Обыскав Тележный двор и окрестности Самотеки, солдаты построились и ушли с песней. Местные слобожане передавали цепочкой ведра, гасили пожар. Казенная карета обер-фискала уже тронулась и въезжала в Петровские ворота, когда ярыжки подвели к ней задержанного парня в обширном, не по росту, кафтане табачного цвета и немецких с пряжками башмаках.
– Кто таков?
– Максим Тузов, ваше превосходительство, прохожий человек. А эти ироды схватили… Пусти, пусти руку-то, что выворачиваешь?
– В железа его до выяснения личности.
Возвратившись на подворье, где он квартировал, Андрей Иванович Ушаков вздохнул, повертел пальцами, потом решил писать письмо. Камердинер зажег ему шандал о пяти свечах, принес бумаги, выбрав по требованию хозяина итальянской, плотной, в рубчик, поставил чернильницу, услужливо открыв крышечку, придвинул баночку с песком.
Конечно, обер-фискал мог бы вызвать секретаря, хоть бы даже и в полночь, так как писать не любил, но все же предпочел обойтись сам.
Начал: «Государю моему, его царскому величеству Петру Алексеевичу, да хранит бог его пресветлость, недостойный раб Андрюшка Ушаков челом бьет… В трудах непрестанных и заботах об твоей, великого государя, пользе по вся дни пребываю…»
– Да, – вздохнул Ушаков, положил перо и размял утомившуюся руку. – Всё валят на фискалов, все их честят почем свет, а ведь от государя каждый божий день идут повеления – людей, денег, людей, денег! И все обер-фискал – найди, подай, в ранжир приведи! А в деревнях иных и мужиков-то нет, начисто забрали в рекруты, бабы сеют, бабы пашут. Помещики и те от солдатчины да от матросчины в бега норовят!
«Понеже аз, многогрешный, почитай год, как в отволочке от семьи, – продолжал выводить Ушаков, – пожалуй мне к дому моему в славный Санктпитер бурх от Москвы отъехать…»
Камердинер подал ужин – рыбец заливной, пирог, подогретое вино.
– Что болтают на торжке? – спросил Ушаков.
– Царевич Алексей Петрович за рубеж ушел, бают – немецкого цесаря с нашим царем на войну подбивает…
Ушаков как раз поднял песочницу, чтобы обсыпать готовое письмо, а тут задержался, поставил ее на место. Долго молчал, покачивая головой и уставясь во тьму.
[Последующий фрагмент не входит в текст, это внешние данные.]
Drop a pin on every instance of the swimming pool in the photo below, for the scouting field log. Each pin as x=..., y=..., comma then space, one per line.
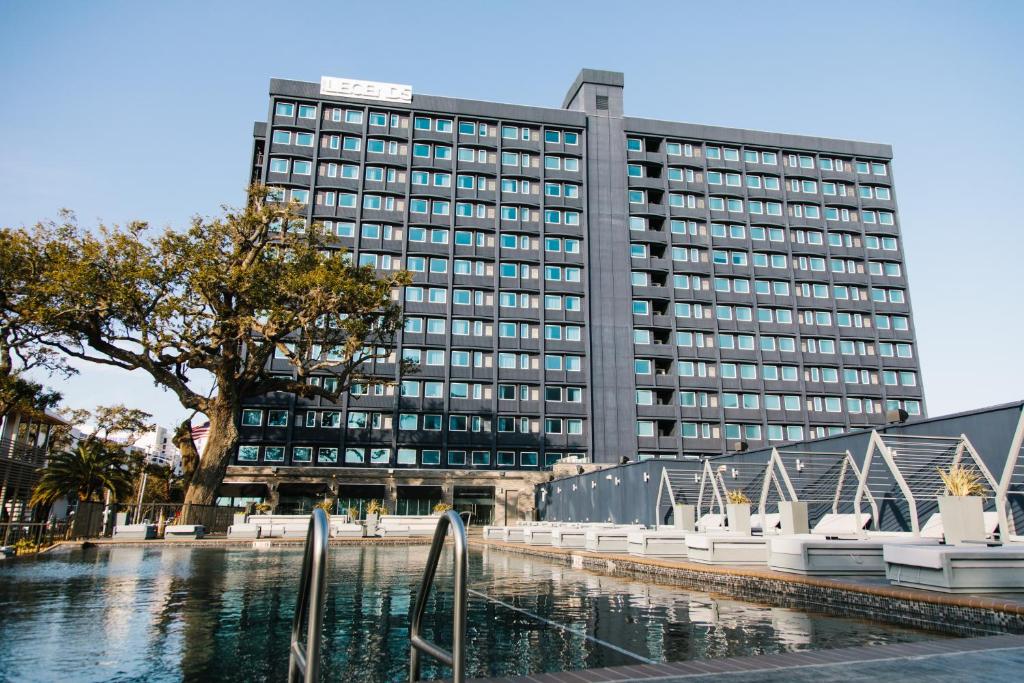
x=169, y=613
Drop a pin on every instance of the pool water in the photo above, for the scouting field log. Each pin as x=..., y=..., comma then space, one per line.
x=134, y=613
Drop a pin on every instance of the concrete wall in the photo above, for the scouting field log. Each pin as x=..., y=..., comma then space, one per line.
x=627, y=494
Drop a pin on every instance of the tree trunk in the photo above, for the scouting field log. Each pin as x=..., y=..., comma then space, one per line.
x=223, y=437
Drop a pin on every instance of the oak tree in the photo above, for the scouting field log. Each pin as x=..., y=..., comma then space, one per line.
x=205, y=310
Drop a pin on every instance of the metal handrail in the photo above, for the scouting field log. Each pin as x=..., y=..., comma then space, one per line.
x=303, y=660
x=457, y=657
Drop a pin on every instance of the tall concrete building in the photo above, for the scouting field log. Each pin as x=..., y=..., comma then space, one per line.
x=587, y=286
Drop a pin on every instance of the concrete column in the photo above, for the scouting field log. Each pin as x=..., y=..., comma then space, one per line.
x=391, y=495
x=273, y=498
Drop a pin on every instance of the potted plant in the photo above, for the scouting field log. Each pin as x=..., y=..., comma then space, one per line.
x=962, y=505
x=374, y=510
x=793, y=516
x=738, y=512
x=684, y=516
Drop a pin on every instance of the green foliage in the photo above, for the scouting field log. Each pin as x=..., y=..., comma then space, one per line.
x=22, y=345
x=85, y=472
x=736, y=497
x=214, y=301
x=25, y=547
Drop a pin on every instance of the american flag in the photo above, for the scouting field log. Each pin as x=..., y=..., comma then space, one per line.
x=201, y=432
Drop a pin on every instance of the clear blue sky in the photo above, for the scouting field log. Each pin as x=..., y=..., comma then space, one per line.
x=136, y=110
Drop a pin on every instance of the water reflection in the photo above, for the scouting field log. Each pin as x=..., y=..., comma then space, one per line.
x=221, y=614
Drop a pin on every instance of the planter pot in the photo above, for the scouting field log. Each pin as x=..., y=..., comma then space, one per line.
x=738, y=516
x=963, y=518
x=684, y=516
x=794, y=517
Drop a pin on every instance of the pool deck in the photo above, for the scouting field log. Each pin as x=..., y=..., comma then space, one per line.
x=870, y=597
x=983, y=658
x=224, y=542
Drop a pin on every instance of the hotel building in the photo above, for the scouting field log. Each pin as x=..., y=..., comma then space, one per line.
x=587, y=287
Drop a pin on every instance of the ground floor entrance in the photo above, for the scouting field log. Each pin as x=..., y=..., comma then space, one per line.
x=477, y=501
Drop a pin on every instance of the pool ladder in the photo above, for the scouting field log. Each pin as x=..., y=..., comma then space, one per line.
x=457, y=657
x=303, y=660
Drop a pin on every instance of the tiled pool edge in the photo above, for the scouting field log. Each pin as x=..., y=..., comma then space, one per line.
x=230, y=543
x=954, y=614
x=748, y=668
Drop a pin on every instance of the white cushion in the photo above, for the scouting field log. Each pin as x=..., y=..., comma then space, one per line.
x=837, y=524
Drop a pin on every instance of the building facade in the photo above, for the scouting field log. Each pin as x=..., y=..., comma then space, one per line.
x=587, y=286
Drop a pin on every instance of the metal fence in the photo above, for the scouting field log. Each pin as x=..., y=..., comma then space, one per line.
x=215, y=518
x=35, y=536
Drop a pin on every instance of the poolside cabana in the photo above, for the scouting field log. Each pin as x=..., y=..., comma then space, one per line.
x=816, y=486
x=974, y=567
x=735, y=544
x=1010, y=491
x=824, y=534
x=687, y=495
x=901, y=473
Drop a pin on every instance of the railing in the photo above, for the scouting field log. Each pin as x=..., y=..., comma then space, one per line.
x=38, y=535
x=303, y=660
x=12, y=450
x=457, y=657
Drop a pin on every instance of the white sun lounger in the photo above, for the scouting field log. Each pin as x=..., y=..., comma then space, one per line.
x=956, y=568
x=135, y=531
x=568, y=537
x=726, y=549
x=183, y=531
x=841, y=525
x=657, y=543
x=607, y=540
x=346, y=530
x=933, y=526
x=537, y=536
x=814, y=554
x=711, y=522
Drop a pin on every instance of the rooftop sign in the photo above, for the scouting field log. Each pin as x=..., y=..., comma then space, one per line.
x=347, y=87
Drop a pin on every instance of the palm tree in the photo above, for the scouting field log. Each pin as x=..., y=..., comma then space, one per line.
x=84, y=472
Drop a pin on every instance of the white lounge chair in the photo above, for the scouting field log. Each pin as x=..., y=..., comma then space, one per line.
x=183, y=531
x=814, y=554
x=135, y=531
x=244, y=531
x=711, y=522
x=841, y=525
x=933, y=527
x=347, y=530
x=771, y=522
x=726, y=549
x=607, y=540
x=956, y=568
x=537, y=536
x=666, y=542
x=568, y=537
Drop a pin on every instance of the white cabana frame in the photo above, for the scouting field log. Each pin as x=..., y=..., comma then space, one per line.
x=1012, y=486
x=689, y=487
x=911, y=465
x=813, y=477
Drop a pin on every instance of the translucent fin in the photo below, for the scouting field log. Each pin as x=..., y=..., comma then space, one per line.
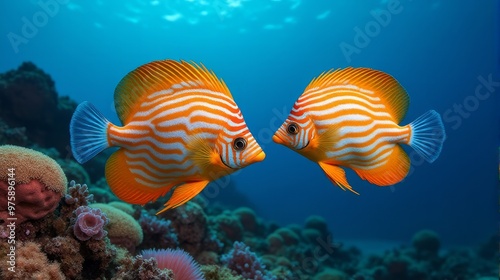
x=428, y=135
x=337, y=176
x=124, y=185
x=394, y=171
x=183, y=194
x=88, y=132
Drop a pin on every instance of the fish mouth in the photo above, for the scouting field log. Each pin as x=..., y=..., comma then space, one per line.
x=221, y=160
x=259, y=157
x=304, y=146
x=278, y=140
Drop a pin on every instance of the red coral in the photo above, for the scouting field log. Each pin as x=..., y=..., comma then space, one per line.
x=33, y=201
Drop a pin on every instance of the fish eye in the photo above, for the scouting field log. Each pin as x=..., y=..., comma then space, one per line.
x=239, y=144
x=292, y=128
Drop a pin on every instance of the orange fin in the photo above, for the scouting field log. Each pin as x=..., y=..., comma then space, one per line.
x=394, y=171
x=162, y=75
x=337, y=176
x=123, y=184
x=383, y=84
x=183, y=194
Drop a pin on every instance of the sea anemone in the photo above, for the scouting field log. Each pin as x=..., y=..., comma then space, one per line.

Затем встал и решительно порвал написанное письмо.
ГЛАВА ВОСЬМАЯ. Еще раз совет и еще раз любовь
Снова святки, снова морозец и снова шумство на крестцах, людская волна то прихлынет, то откатится. У Тверской-Ямской заставы, где проверяют паспорта прибывающих из Санктпитер бурха, скоморохи перед воротами скачут, колпаками машут. Гудит дуда, бряцают бубны, один скоморох ходит вприсядку, держа шапку в зубах, а хохочущие зрители мечут ему туда грошики. Двое лицедействуют, православных потешают:
– Вот добрые молодцы, кулачные бойцы, шут Парамошка и брат его Ермошка! (Хлоп бычьим пузырем по башке!) Раздери ты хоть мне рожу, да не тронь мою одёжу!
Поднялся шлагбаум, в ворота въехал возок без гербов, зато с позолоченными полозьями. Видимо, долго препирались из-за таможенных сборов; возница зло понукал лошадей, надорвался от крика, требуя дороги, толпа нехотя расступалась.